A survey by Nanos Research Group for Bloomberg News shows Trudeau was holding on to his lead on the crucial question of economic stewardship in the days leading up to the campaign launch. The poll found 34 per cent of respondents saying they trust Trudeau the most to manage economic growth, versus 28 per cent for Conservative Party leader Andrew Scheer.
Job gains, better-than-expected output in the second quarter and rising home prices all suggest the Canadian economy is relatively stable despite pockets of weakness seen in the U.S. and other advanced economies. And Trudeau’s Liberal Party is hoping to capitalize politically on the economic strength, as the Canadian leader struggles to recover from an ethics scandal hurting his personal brand.
Trudeau kicked off the campaign Wednesday by putting his economic record front and center. “We spent the last four years making things better, and we have the record to prove it,” Trudeau told reporters in Ottawa, citing a “dramatic” drop in poverty, one of the lowest unemployment rates in the country’s history and increased job creation.
The leaders of Canada’s four smaller parties received single digit support, Nanos data show.
“Justin Trudeau having the advantage on this is actually critical for the upcoming election,” Nik Nanos, chairman of Nanos Research, said in a telephone interview. “What the numbers suggest is that Canadians are more likely to think he is a better choice than Andrew Scheer.”
Canada’s election will be held on October 21. Trudeau’s Liberals are neck and neck with Scheer’s Conservatives, each with about 34% of the vote, according to a polling tracker maintained by the Canadian Broadcasting Corp.

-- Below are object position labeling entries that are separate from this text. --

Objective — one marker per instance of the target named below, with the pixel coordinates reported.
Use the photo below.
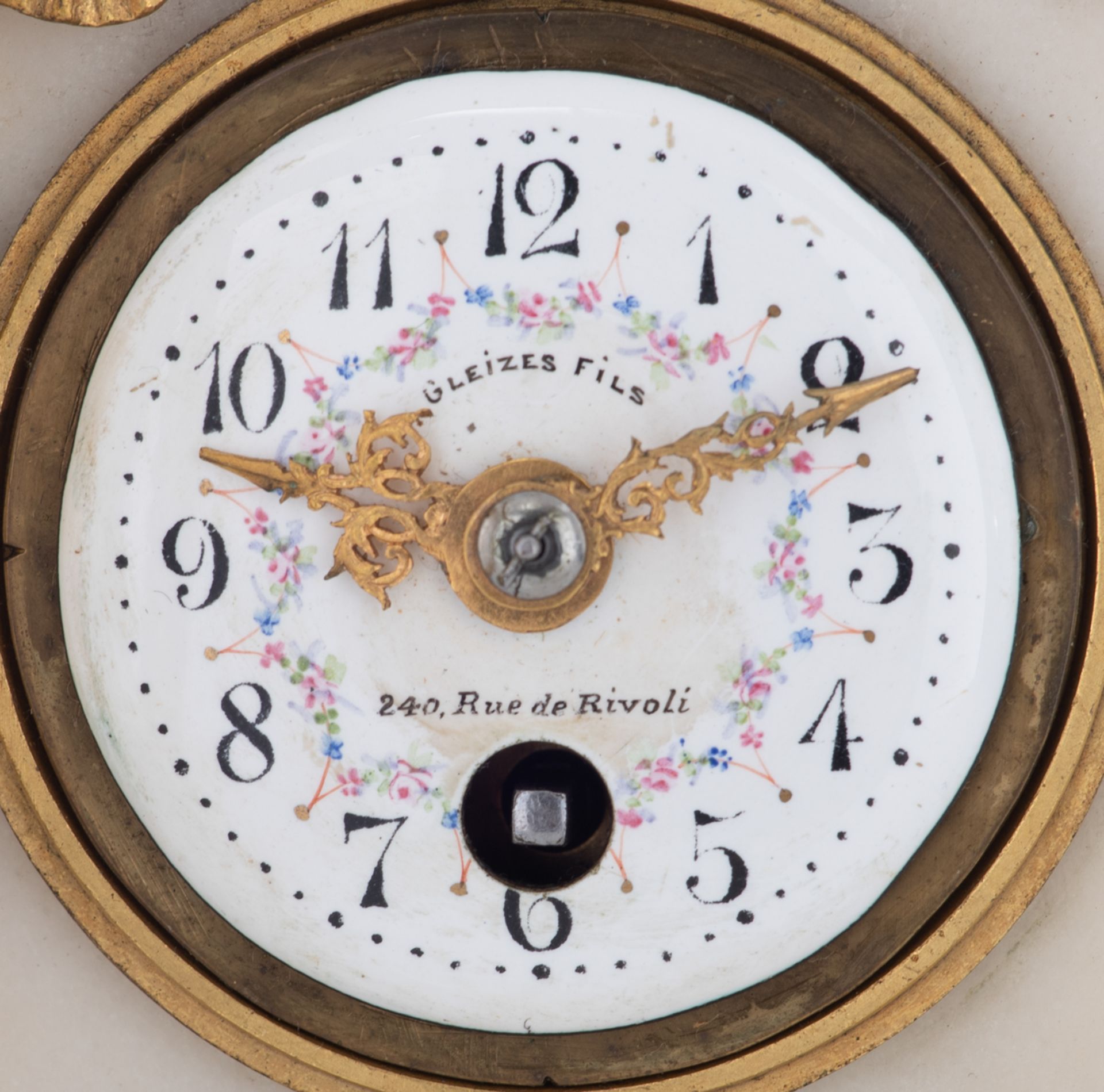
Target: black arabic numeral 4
(220, 562)
(845, 363)
(373, 894)
(738, 871)
(212, 415)
(707, 288)
(511, 911)
(247, 730)
(842, 746)
(903, 564)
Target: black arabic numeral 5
(842, 746)
(511, 911)
(248, 730)
(903, 565)
(373, 894)
(738, 871)
(220, 562)
(212, 416)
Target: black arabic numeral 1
(842, 746)
(738, 871)
(220, 562)
(511, 911)
(373, 894)
(849, 368)
(707, 289)
(248, 730)
(856, 514)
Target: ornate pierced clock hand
(528, 519)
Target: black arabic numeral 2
(248, 730)
(373, 894)
(842, 749)
(220, 562)
(511, 911)
(738, 871)
(856, 514)
(212, 415)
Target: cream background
(1026, 1018)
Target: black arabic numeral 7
(373, 894)
(248, 730)
(903, 564)
(842, 749)
(511, 911)
(738, 871)
(220, 562)
(212, 415)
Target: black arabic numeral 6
(903, 564)
(738, 871)
(212, 415)
(373, 894)
(220, 562)
(511, 911)
(248, 730)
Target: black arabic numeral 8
(738, 871)
(511, 911)
(248, 730)
(220, 562)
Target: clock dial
(704, 776)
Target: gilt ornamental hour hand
(527, 545)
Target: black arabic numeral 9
(220, 562)
(738, 871)
(247, 730)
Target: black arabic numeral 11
(373, 894)
(212, 415)
(738, 871)
(248, 730)
(842, 749)
(220, 562)
(511, 911)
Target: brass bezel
(1029, 233)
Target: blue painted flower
(480, 295)
(267, 619)
(740, 382)
(803, 638)
(800, 503)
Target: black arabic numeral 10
(212, 416)
(248, 730)
(511, 911)
(339, 285)
(738, 871)
(842, 749)
(903, 565)
(373, 894)
(849, 365)
(220, 562)
(568, 191)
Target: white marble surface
(1025, 1020)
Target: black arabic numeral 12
(511, 911)
(842, 749)
(212, 415)
(373, 894)
(220, 562)
(856, 514)
(738, 871)
(707, 290)
(248, 730)
(849, 368)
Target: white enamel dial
(781, 696)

A strong economy isn’t a guarantee of electoral success. For one, it hasn’t helped incumbent parties at the provincial level in recent elections. The Conservatives are also focusing their narrative around affordability issues, with a message that many Canadians are still not personally getting ahead despite the strong macroeconomic numbers.
“The economy is performing reasonably well and what we’ve seen is that it didn’t seem to have much impact on elections in Ontario, Quebec or British Columbia that all showed similar results,” Avery Shenfeld, chief economist at Canadian Imperial Bank of Commerce, said. “If you’ve started to watch the ads or listen to some of the early campaign speeches, they seem to be focused on other issues rather than the general state of the economy.”
Trust in Trudeau to manage the economy is higher in Atlantic Canada and Ontario, and with older Canadians. Scheer scores higher in the energy-rich prairies. Trudeau’s numbers are down slightly from the 37 per cent he scored in July. The two leaders were tied on the question as recently as May.